Science

NASA releases new Curiosity rover images from Mars

NASA released new images of Mars from its Curiosity rover Wednesday, and fixed problems with an onboard antenna.

NASA released new images of Mars from its Curiosity rover Wednesday as the mobile scientific laboratory set out to familiarize itself with its new home, three days after its closely watched arrival on the planet.

The photos included a low resolution black and white panoramic shot of Gale Crater that shows in greater detail what lies in front of Curiosity. The panoramic shot suggests Earth-like geological formations, such as what appeared to be cliffs and alluvial fans, in the distance.

"You would be forgiven if you thought that NASA was trying to pull a fast one on you in the Mojave desert," said John Grotzinger, project manager for the mission.

During the briefing from Curiosity's mission headquarters at the Jet Propulsion Laboratory in Pasadena, Calif., NASA said many pictures are still to come. The agency is particularly interested in seeing a new 360-degree panoramic shot that will be taken from one of the rover's high-resolution mast cameras.

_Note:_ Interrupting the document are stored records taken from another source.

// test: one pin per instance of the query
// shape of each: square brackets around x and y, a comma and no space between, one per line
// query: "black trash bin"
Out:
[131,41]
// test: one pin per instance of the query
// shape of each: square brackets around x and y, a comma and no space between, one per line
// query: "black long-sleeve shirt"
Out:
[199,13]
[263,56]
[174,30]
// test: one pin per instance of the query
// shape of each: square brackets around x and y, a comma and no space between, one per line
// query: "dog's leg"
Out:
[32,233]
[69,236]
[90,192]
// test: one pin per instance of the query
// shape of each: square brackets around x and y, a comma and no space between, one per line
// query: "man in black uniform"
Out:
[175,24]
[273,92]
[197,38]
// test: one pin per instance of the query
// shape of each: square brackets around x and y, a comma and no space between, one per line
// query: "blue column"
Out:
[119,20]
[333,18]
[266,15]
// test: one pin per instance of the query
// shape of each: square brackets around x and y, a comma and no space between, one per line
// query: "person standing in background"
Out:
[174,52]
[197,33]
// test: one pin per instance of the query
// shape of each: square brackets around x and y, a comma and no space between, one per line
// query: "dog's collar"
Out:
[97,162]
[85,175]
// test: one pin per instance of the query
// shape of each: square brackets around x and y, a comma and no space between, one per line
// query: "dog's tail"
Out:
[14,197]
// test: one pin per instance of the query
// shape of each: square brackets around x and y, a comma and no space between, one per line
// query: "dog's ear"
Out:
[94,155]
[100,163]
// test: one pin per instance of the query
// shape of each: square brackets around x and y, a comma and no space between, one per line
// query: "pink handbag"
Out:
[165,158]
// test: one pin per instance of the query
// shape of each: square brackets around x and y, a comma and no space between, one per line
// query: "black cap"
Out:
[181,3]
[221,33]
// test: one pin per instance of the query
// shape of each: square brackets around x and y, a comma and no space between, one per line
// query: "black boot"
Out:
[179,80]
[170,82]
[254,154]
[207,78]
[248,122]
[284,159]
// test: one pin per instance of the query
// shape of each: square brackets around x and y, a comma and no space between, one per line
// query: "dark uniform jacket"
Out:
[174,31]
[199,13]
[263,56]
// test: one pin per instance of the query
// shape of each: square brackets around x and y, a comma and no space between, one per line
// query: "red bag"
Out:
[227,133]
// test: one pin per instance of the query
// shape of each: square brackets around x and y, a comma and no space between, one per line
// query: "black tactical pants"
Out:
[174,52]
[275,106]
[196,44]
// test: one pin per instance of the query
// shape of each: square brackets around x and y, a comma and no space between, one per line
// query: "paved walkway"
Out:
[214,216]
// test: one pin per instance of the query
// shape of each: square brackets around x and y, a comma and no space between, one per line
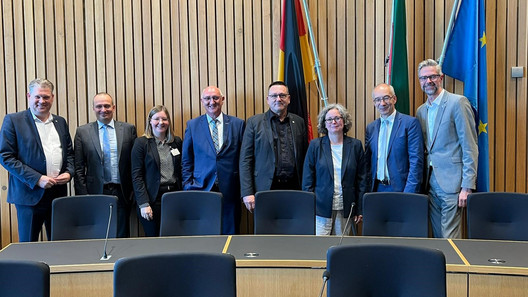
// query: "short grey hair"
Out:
[40,82]
[347,118]
[430,62]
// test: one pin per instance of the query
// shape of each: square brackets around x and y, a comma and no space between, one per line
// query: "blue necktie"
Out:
[382,150]
[214,129]
[107,156]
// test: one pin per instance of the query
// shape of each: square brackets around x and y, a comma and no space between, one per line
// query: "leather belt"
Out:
[110,186]
[384,182]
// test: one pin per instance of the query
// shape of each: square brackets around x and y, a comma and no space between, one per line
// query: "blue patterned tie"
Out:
[107,156]
[382,150]
[214,129]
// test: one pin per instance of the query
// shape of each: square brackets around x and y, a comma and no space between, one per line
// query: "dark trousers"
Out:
[31,218]
[231,212]
[123,209]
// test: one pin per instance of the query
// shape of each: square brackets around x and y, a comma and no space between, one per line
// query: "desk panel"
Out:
[85,255]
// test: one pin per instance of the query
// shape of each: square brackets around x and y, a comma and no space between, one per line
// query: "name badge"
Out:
[175,152]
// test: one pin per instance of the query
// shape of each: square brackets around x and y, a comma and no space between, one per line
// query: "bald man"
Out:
[211,149]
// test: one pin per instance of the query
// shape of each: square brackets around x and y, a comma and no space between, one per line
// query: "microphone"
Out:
[105,256]
[346,224]
[326,276]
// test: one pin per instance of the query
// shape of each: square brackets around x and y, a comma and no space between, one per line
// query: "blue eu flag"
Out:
[465,60]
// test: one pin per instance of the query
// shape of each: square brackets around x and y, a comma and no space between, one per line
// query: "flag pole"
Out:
[391,40]
[317,62]
[449,31]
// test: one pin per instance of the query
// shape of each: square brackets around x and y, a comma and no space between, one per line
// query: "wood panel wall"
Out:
[146,52]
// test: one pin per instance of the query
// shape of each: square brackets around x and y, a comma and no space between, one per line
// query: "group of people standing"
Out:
[435,152]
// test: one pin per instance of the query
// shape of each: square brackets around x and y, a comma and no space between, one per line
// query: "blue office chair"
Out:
[191,213]
[83,217]
[285,212]
[385,270]
[497,216]
[395,214]
[24,279]
[184,274]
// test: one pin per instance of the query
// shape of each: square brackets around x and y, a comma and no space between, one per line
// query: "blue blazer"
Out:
[201,164]
[89,158]
[146,173]
[22,156]
[318,174]
[405,153]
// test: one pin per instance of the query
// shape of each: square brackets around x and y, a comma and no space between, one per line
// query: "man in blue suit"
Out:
[394,147]
[211,149]
[36,149]
[90,159]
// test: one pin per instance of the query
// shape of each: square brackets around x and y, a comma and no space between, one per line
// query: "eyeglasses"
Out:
[331,120]
[275,96]
[385,99]
[429,77]
[214,98]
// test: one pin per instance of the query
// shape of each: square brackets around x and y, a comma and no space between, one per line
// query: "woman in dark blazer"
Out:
[330,156]
[156,167]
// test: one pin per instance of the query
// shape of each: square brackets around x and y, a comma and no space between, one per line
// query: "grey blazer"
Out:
[452,148]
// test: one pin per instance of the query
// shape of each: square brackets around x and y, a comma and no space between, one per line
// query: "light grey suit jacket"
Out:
[452,148]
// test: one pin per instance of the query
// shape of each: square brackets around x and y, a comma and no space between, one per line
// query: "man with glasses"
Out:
[210,154]
[102,159]
[448,126]
[273,148]
[394,146]
[37,151]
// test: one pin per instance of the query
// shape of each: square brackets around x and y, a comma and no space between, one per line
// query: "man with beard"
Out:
[448,126]
[36,149]
[211,149]
[273,148]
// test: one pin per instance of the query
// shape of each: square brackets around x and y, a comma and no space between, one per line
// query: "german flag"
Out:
[296,67]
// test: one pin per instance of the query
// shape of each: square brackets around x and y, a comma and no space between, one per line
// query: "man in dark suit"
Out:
[211,150]
[448,127]
[273,148]
[394,146]
[90,159]
[36,149]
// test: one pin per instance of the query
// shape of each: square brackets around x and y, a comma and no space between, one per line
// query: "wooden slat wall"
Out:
[164,52]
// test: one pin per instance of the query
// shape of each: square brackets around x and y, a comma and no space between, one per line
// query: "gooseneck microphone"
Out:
[346,224]
[105,256]
[326,276]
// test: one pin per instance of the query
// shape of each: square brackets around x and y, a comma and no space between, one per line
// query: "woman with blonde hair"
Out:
[156,167]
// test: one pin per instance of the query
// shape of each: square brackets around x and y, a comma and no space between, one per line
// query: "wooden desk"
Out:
[293,265]
[272,265]
[496,278]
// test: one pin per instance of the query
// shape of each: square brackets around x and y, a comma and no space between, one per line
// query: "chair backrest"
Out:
[24,279]
[285,212]
[395,214]
[191,213]
[497,216]
[183,274]
[83,217]
[385,270]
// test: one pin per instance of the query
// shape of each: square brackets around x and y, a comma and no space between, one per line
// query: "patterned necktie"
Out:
[382,150]
[214,130]
[107,156]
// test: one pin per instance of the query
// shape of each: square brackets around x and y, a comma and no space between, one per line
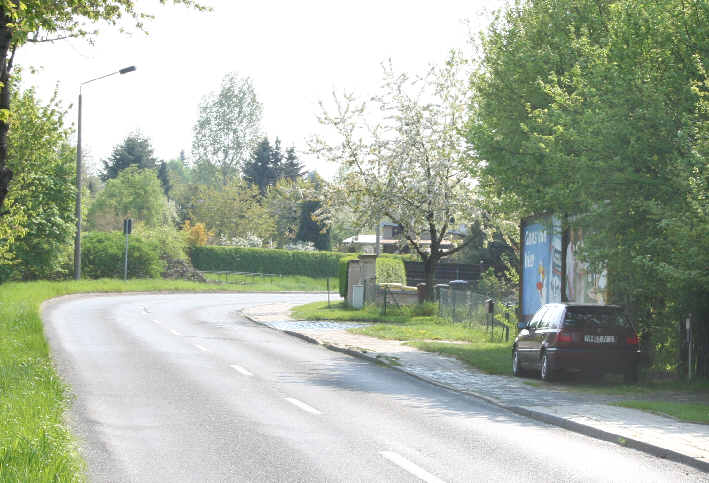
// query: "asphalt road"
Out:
[181,388]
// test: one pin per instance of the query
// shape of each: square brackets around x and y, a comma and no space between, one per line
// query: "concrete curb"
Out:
[580,428]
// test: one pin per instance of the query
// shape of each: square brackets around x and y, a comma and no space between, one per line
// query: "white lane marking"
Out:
[302,405]
[415,470]
[241,370]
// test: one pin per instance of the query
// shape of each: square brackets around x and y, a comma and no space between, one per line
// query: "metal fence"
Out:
[461,304]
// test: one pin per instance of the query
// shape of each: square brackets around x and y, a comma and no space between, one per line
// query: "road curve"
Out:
[182,388]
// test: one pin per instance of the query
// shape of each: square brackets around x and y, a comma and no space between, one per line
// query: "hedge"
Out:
[102,256]
[266,260]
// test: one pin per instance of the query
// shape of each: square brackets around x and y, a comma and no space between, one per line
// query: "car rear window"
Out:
[592,317]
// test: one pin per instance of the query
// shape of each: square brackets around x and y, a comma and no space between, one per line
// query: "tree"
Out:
[413,166]
[291,167]
[598,110]
[231,211]
[260,170]
[228,126]
[41,196]
[41,21]
[135,193]
[135,150]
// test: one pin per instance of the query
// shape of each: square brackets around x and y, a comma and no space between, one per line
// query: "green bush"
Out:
[102,256]
[265,260]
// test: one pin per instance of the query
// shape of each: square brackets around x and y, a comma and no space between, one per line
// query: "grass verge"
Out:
[693,413]
[35,444]
[261,283]
[425,332]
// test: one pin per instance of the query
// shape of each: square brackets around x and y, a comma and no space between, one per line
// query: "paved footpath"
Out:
[589,414]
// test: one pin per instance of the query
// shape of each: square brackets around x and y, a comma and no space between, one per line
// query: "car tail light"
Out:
[632,340]
[564,337]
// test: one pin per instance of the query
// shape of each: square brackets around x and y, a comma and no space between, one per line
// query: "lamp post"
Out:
[77,239]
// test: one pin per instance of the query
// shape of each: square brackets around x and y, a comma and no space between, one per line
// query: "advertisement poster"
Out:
[541,258]
[582,285]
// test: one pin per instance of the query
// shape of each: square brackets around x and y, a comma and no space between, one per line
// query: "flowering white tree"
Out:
[404,157]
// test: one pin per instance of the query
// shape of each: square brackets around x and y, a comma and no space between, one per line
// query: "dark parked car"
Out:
[573,337]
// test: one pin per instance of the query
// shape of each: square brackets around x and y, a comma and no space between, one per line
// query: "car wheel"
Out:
[516,367]
[545,370]
[630,376]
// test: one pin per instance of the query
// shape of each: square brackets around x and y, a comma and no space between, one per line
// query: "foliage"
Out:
[135,150]
[102,256]
[310,229]
[600,110]
[343,273]
[265,260]
[170,241]
[228,126]
[232,210]
[41,195]
[41,21]
[135,193]
[413,166]
[196,235]
[390,270]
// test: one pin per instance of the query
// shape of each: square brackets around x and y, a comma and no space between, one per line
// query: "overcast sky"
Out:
[295,52]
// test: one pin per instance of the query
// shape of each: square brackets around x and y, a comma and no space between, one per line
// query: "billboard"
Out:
[541,264]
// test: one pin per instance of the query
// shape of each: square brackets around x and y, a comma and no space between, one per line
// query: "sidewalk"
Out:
[589,414]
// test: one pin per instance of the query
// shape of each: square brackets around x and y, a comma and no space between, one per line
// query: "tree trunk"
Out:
[5,172]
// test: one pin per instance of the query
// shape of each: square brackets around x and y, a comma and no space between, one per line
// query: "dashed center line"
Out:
[302,405]
[241,370]
[412,468]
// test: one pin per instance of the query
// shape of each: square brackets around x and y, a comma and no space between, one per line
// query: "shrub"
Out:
[342,273]
[102,256]
[266,260]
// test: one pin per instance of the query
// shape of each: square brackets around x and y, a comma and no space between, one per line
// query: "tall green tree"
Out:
[135,150]
[36,21]
[411,165]
[259,170]
[135,193]
[228,127]
[42,192]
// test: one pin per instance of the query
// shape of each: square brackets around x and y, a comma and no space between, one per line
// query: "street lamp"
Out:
[77,239]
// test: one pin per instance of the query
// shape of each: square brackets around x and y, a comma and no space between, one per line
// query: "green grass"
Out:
[691,412]
[35,444]
[425,332]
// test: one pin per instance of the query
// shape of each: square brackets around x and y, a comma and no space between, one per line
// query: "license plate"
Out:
[599,339]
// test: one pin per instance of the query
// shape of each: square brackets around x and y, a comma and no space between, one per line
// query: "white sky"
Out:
[295,52]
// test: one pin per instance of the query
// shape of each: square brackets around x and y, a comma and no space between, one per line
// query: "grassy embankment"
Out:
[430,333]
[35,444]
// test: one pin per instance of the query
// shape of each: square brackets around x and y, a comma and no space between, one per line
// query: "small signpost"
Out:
[127,228]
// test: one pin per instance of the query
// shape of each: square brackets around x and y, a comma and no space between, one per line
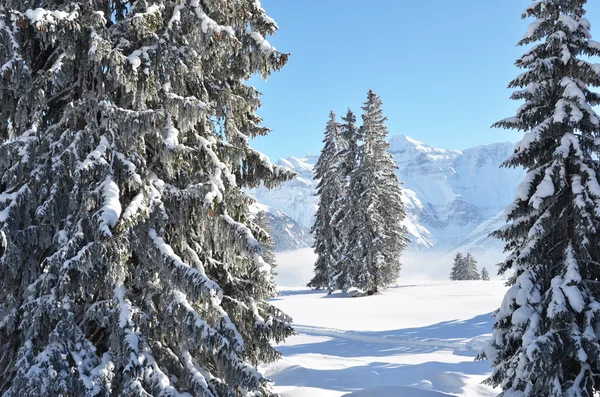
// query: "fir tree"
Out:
[457,267]
[267,243]
[485,275]
[545,340]
[471,272]
[464,268]
[129,266]
[378,236]
[329,190]
[349,134]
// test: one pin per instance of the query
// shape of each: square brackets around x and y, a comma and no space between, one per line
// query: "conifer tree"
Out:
[457,267]
[267,243]
[464,268]
[470,268]
[485,275]
[329,189]
[349,134]
[128,264]
[378,237]
[545,340]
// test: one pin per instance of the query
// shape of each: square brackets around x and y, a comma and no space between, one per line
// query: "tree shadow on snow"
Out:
[447,335]
[443,377]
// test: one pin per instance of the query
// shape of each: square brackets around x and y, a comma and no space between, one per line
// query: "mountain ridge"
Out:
[448,194]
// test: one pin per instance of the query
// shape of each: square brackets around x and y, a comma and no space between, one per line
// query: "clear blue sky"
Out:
[441,68]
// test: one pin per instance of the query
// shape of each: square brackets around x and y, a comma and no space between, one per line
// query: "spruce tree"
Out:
[485,275]
[349,134]
[128,264]
[470,268]
[545,340]
[265,238]
[378,237]
[329,189]
[457,267]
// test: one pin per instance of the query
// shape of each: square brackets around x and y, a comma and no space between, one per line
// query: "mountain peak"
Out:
[402,143]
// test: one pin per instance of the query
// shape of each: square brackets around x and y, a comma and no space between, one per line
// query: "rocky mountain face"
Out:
[453,198]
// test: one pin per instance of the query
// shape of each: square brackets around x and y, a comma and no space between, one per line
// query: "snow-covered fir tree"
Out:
[129,264]
[457,267]
[329,189]
[545,340]
[464,268]
[485,275]
[378,236]
[349,134]
[470,266]
[266,241]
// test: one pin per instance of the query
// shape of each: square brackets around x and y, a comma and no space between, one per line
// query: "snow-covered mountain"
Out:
[453,198]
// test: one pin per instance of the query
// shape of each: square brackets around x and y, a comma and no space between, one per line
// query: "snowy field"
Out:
[418,339]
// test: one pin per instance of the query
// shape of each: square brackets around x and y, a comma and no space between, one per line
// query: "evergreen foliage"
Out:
[464,268]
[129,262]
[266,241]
[330,189]
[349,159]
[545,340]
[485,275]
[377,236]
[457,267]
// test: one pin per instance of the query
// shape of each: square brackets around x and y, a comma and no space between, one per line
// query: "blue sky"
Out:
[441,68]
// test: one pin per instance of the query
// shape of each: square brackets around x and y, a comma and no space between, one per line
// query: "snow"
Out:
[544,189]
[40,15]
[417,339]
[448,194]
[111,209]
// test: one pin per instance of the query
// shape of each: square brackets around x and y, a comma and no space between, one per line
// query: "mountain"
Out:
[453,198]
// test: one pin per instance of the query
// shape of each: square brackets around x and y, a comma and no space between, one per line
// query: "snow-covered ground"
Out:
[418,339]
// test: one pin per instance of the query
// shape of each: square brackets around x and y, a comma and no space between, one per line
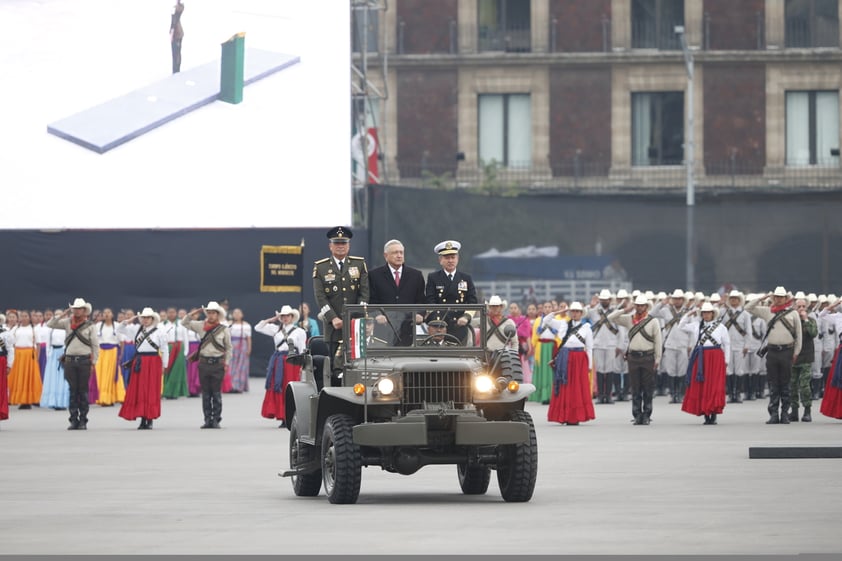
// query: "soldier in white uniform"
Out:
[676,343]
[605,344]
[738,323]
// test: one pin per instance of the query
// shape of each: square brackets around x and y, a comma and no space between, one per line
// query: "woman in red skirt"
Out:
[143,396]
[289,339]
[571,401]
[705,380]
[832,400]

The remote sensing mast, which houses seven of the rover's 17 cameras, has already been deployed successfully.

"Last night, the commands were sent to raise the mast," said David Beatey, NASA's chief Mars scientist.

"That's a big big deal, because there are two of the more important scientific instruments on the mast, one of them being a camera, and the other is this laser beam analyzer."

NASA also said it has worked out some problems with the rover's antenna that were hampering transmissions to Earth, and it's now looking forward to starting the third "sol" or Martian mission day.

"Sol two was executed on the rover and it was executed flawlessly," said NASA's Mars mission manager Jennifer Trosper. The rover is part of a $2.6 billion US mission that will determine whether the red planet has the conditions necessary to support life.

Clearer images coming

Tuesday saw the release of Curiosity's first colour image as well as a photo of where the rover landed and where it discarded the hardware it shed during the landing. The latter was taken by the Mars Reconnaissance Orbiter, which has been orbiting and studying Mars since 2006 and caught Curiosity in the act of deploying its 45-kg parachute.

[IMAGEGALLERY galleryid=2881 size=small]

The colour photo of a dust-covered Mars landscape came from Curiosity's Mars Hand Lens Imager (MAHLI), which sits on the end of one of Curiosity's robotic arms and gives the rover's operators a front-seat view of its environment.

The dust that was kicked up during the rover's high-speed landing on Mars made for a cloudy image, but NASA promised Tuesday that once the dust cover on the MAHLI is lifted and the other cameras are fully deployed, the rover will be transmitting much clearer images back to Earth.

The rover spent sol 2, its second Martian day, undergoing checkups and calibrations of its scientific instruments and cameras as well as testing its high-gain antenna.

NASA scientists also collected data from its radiation assessment detector.

A colour view of the Martian terrain obtained by a camera on the Curiosity rover superimposed over a computer simulation derived from images taken by spacecraft orbiting Mars. The view shows a distant ridge that is the north wall and rim of the Gale crater where Curiosity landed. (NASA/JPL-Caltech/Malin Space Science Systems/Reuters)

It will spend the next few days undergoing further checks and preparing to explore the massive Gale crater in which it landed.

The 154-kilometre-wide crater is located near the equator of Mars, and Curiosity landed near the base of a mountain, informally called Mount Sharp, that rises five kilometres high from the middle of the crater.

NASA chose the crater as the destination for the rover in part because measurements from instruments orbiting Mars show that the bottom of the mountain contains layers of clay and sulphates — materials that form in water. Certain minerals found in clay and sulphates are good at preserving organic compounds that form the building blocks of life.

"One fascination with Gale is that it's a huge crater sitting in a very low-elevation position on Mars, and we all know that water runs downhill," John Grotzinger, the mission's project scientist at the California Institute of Technology, said in July 2011 when describing the choice of landing site for Curiosity.